The potential causes of vaginismus can range from psychological to a physical muscular reaction, or a combination of the two – sometimes rooted in anxiety, past sexual trauma, negative emotions towards sex, as well as physical conditions including UTI’s and so on.

Sex Education opens the door for women living with vaginismus and other conditions to be able to speak openly about their symptoms, and for others to understand their experiences more directly.

Anyone with a vagina knows that it’s not always pretty and comfortable. Lily’s plotline also highlighted the need for the normalisation vaginal tribulations on screen to encourage further dialogue off screen.

The HBO series I May Destroy You, written and starred in by Michaela Coel, is another pioneering series which aired this year that unapologetically displays vaginal truths. In Episode 3, the character Arabella (Coel) has sex whilst on her period with the drug dealer she met earlier in the day, called Biagio (Marouane Zotti).
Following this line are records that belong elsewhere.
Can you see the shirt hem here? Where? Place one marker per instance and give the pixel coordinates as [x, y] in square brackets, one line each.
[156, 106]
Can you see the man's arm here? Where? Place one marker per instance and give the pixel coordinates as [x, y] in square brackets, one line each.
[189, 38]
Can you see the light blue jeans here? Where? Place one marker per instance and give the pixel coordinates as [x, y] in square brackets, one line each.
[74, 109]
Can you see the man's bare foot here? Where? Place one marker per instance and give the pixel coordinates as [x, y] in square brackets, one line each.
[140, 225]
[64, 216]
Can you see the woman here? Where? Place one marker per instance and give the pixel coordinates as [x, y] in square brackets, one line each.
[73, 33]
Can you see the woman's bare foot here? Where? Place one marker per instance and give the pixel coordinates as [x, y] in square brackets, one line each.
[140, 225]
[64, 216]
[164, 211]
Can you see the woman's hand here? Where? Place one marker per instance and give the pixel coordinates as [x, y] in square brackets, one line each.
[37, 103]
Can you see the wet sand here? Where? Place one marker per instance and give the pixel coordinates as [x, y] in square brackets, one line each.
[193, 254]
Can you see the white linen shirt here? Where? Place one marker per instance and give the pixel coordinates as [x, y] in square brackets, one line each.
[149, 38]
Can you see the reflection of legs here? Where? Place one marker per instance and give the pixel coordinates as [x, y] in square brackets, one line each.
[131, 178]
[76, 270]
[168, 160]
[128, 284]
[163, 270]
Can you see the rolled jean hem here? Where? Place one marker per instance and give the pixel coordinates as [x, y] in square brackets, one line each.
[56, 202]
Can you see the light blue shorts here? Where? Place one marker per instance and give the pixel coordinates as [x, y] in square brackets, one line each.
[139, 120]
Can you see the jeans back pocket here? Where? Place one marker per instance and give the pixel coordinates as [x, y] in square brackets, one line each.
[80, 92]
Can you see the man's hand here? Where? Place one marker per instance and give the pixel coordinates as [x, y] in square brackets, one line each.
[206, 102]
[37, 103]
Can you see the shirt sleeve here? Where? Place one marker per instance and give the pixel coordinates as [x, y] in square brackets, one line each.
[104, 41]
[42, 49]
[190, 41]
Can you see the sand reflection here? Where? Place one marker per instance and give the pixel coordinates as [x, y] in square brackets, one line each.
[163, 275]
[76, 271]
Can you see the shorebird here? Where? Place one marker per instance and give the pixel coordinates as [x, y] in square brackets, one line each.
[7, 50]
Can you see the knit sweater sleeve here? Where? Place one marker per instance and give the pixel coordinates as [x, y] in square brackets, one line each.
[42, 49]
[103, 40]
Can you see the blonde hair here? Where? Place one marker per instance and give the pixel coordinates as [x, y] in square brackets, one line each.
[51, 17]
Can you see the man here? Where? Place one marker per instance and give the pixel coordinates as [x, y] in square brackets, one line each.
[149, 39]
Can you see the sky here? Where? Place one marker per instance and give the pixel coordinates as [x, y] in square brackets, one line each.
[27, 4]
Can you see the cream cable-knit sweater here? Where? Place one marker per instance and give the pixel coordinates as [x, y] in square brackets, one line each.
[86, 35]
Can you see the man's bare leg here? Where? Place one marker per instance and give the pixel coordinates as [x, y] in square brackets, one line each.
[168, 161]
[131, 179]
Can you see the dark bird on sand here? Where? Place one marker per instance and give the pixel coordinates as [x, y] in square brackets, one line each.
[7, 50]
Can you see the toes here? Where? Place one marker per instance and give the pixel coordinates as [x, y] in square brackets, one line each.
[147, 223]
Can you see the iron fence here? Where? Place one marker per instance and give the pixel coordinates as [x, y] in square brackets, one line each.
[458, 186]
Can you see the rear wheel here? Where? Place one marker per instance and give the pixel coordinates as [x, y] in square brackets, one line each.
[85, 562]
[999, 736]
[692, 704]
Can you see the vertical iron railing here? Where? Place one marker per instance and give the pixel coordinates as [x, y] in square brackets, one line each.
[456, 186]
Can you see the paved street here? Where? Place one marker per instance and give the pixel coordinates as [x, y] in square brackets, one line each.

The audience sees the used sanitary towel and the huge blood clot which lands on the mattress, when Arabella takes off her underwear. Biagio, unflinchingly pulling the used tampon out of Arabella’s vagina, fascinated by the blood clot so much that he touches it, is an example of a male character who maturely accepts the natural processes of vagina’s and is curious to understand them.

The candid depiction of the period sex in I May Destroy You shocked many viewers who realised how absent the portrayal of period sex has been from TV and film – despite the average woman spending the equivalent of 10 years of their life menstruating – it’s surprising that the realities of periods and period sex have been concealed on screen for so long.

Sex Education and I May Destroy You refreshingly portray vaginas as a complex bodily organ, rather than a sexualised vortex for male penetration and desire. These shows have opened up the door for sex on screen, which rejects the overtly glamorised sex scenes typically portrayed in TV shows.

From fan’s reactions to both plotlines, it’s clear that viewers are in need of more on screen content which reflects the truths of vaginal sexual health – fans are asking for the boundaries to be pushed further. Reflecting these realities through film and TV is integral to encouraging honest discussions about sex and raising awareness of conditions, which seem so peculiar to those unfamiliar.